The availability of patches will also vary widely. The better device makers that have control of the relevant firmware will be rolling out patches soon for the most part, but there are many who are reliant on the wireless chipset manufacturers to release an update for the hardware itself, and there will be many further that have no mechanism for updating that firmware at all.

CERT has a real time list of affected devices, but this is fairly unhelpful. As Mathy Vanhoef notes in his Q&A, if your device uses WiFi, it's probably affected.

Mitigations

There are some significant mitigations worth nothing though. First is that we're talking about the session key between the access point and a specific targeted device, not the whole network. This doesn't allow an attacker cart-blanche access, and it doesn't expose the network key or passphrase. This means your exposure is down to which devices you have that are vulnerable, and that comes down to which are getting patched. All the major players are on the ball, and will have patches out for their devices in the net month or so, if they haven't already (Microsoft has already pushed theirs, even though their, and Apple's, implementation of WPA2 was largely immune). Apple, Google, Amazon, Nest and others have announced theirs are on the way shortly.

In addition to that list, I've looked at a few other significant companies to see what their status is.

LiFX has patches in the works, but some of their lighting products need updates from the chipset manufacturer. SmartThings doesn't use WiFi on their hubs, so they are unaffected directly. Many others are silent at this point including Canary, Wink, Netatmo, and others with clear WiFi exposure.

Note that while patching routers is a good idea, they are not the target of KRACK unless they are acting as clients. If you run a mesh network then some of them are, indeed, doing that and will need to be patched.

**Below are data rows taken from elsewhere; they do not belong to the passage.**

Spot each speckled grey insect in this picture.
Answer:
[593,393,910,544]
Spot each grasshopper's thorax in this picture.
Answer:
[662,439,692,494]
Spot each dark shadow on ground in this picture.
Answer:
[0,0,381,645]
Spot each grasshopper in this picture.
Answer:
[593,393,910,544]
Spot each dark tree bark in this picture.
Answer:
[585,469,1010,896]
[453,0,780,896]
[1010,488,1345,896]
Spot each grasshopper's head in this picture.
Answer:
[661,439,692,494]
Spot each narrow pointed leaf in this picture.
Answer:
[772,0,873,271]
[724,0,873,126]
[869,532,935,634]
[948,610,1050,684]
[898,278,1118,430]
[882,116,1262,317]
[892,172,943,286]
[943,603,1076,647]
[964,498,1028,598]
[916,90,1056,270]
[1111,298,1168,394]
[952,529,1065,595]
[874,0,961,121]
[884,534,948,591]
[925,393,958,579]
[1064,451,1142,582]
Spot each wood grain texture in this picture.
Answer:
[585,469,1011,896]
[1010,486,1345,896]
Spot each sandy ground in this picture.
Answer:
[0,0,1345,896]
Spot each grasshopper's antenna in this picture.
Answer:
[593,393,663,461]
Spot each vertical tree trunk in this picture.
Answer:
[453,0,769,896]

The second mitigation is that this is not an easy attack to deploy. It requires a man-in-the-middle attack by an attacker in WiFi range of your network. A bogus Access Point needs to be established to spoof your real one, using the same MAC Address. The researchers managed that by putting the rogue AP on a separate channel to avoid Ethernet collisions. At this stage, it's non-trivial and localized, but it's getting easier with further research and you know it will be weaponized soon enough. This means we can't afford to be complacent.

The third mitigation is that any good device sending traffic to the internet (usually their own cloud service) should be using TLS encrypted connections. TLS encrypted traffic is still out of reach of an attacker, they can only see the encrypted data passing by.

Conclusion

The sky is not yet falling. The best advice is to get everything you can patched as soon as you can, but continue to use WPA2-PSK with a strong password, it's still the best we have. The fix is actually trivial and equates to a check in the 4-way handshake along the lines of "If I receive the key, but I've already installed it, don't do it again".

We can assume many cheap IoT devices will not get patched, so we need to assess what we have, what it has access to, and whether we care. It may be time to retire some of the less stellar examples of technology we have if they're not getting supported and pose a risk to our privacy. Definitely be sure to update your phones and PCs as soon as possible, and probably avoid using public WiFi on them until you have.